In the short time since its IPO in late March 2011, GNC Holdings Inc (NYSE:GNC) has rewarded its shareholders with hefty gains. The company’s stock almost tripled in two years, and the company has experienced strong revenue and earnings growth. GNC is expected to keep introducing new health products, and these products will bring healthy revenue and profit growth.
GNC Holdings Inc (NYSE:GNC) reported earnings of $0.73 for the first quarter of 2013, up 21.7% over the same quarter last year and beating analyst estimates by $0.01. Revenue rose 6.5% to $664.7 million. The company estimates that the combined effect of the leap year last year and the Easter holiday shift negatively impacted revenue growth by approximately 200 basis points. Same-store sales increased 1.9% in domestic company-owned stores, representing the 31st consecutive quarter of positive same-store sales growth. Same-store sales increased 2.9% when adjusted for the negative impact of leap year and the Easter holiday shift.
The company reaffirmed its full-year guidance for 9% to 10% revenue growth, and earnings-per-share in $2.75-$2.80 range. The earnings would rise 18% at mid-point of the guidance. Analysts expect an EPS of $2.80 with a 9.7% rise in revenue.
New marketing initiatives, products and loyalty program
GNC Holdings Inc (NYSE:GNC) is boosting its sales efforts with marketing initiatives, a new loyalty program and the continued development of new products.
The company recently launched a “Respect Yourself” marketing campaign which is integrated and fully engaged in the company’s stores, on social networks, in both digital and print media and outdoor advertising. GNC is also working to increase brand awareness with a national TV campaign.
The company also rolled out its new loyalty program. under the new “Member Price” program, customers save 5% to 50% on every item at any GNC Holdings Inc (NYSE:GNC) store or on GNC.com. It is a simplified version of the company’s Gold Card program which has more than 7 million members. As a result of the new initiative, the company will collect purchasing data from its Gold Card customer transactions, allowing it to make more targeted offers. The company introduced various new products in 2013, and had a strong start of the year that was consistent with expectations.
The new member price program is expected to have a $0.05 to $0.06 negative impact on the second quarter’s EPS, though the management expects the negative effect to be offset in the third and fourth quarters. As a result, analysts expect the company to report its lowest quarterly earnings growth since it went public in late March 2011. Earnings are expected to rise 13% in the second quarter, followed by a 21% increase in the third quarter. Revenue is expected to increase 8.8% in the second quarter and 11.3% in the third quarter.
Share buybacks and dividend
The company repurchased $61.3 million worth of common stock in the first quarter, with a total repurchase authorization of $250 million. A dividend due in the second quarter is expected to be $0.15, representing a 1.3% forward dividend yield.
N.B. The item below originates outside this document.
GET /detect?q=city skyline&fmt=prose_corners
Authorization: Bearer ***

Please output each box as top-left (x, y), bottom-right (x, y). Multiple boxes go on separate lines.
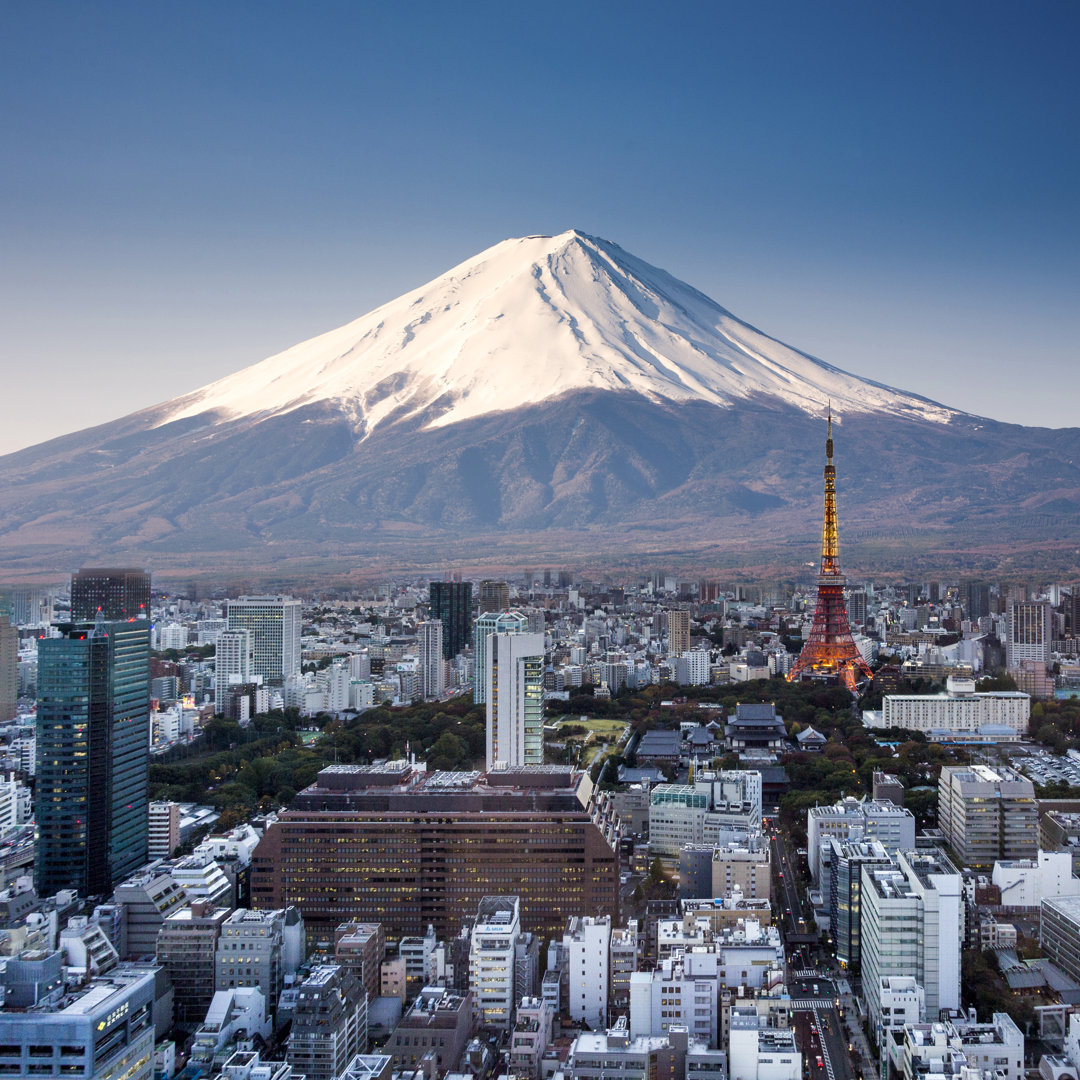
top-left (1, 2), bottom-right (1078, 455)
GNC Holdings Inc (NYSE:GNC)’s valuation is not the best among its peers, but its growth prospects, product development plans and marketing initiatives look very promising. GNC’s trailing and forward price-to-earnings and price/earnings-to-growth ratios are better than Vitamin Shoppe Inc (NYSE:VSI), and worse than Herbalife Ltd. (NYSE:HLF).
Given Herbalife’s high volatility and questionable business practices that were highlighted in the past few months, however, I would not spend much time thinking about that and would avoid Herbalife Ltd. (NYSE:HLF) altogether. Whether or not Bill Ackman was right in calling Herbalife a pyramid scheme is not the issue, I just do not like the controversy surrounding the company. The safety of one’s portfolio comes first, ahead of profit opportunity.
With Herbalife Ltd. (NYSE:HLF) out of the way, we are left with GNC Holdings Inc (NYSE:GNC) and Vitamin Shoppe Inc (NYSE:VSI). GNC is a better choice simply because of its lower earnings multiples. Vitamin Shoppe’s share price has been going down in recent months, and its earnings estimates are trending down in the last ninety days. The company reported earnings in early May that beat analyst estimates, but its management warned about weaker sales.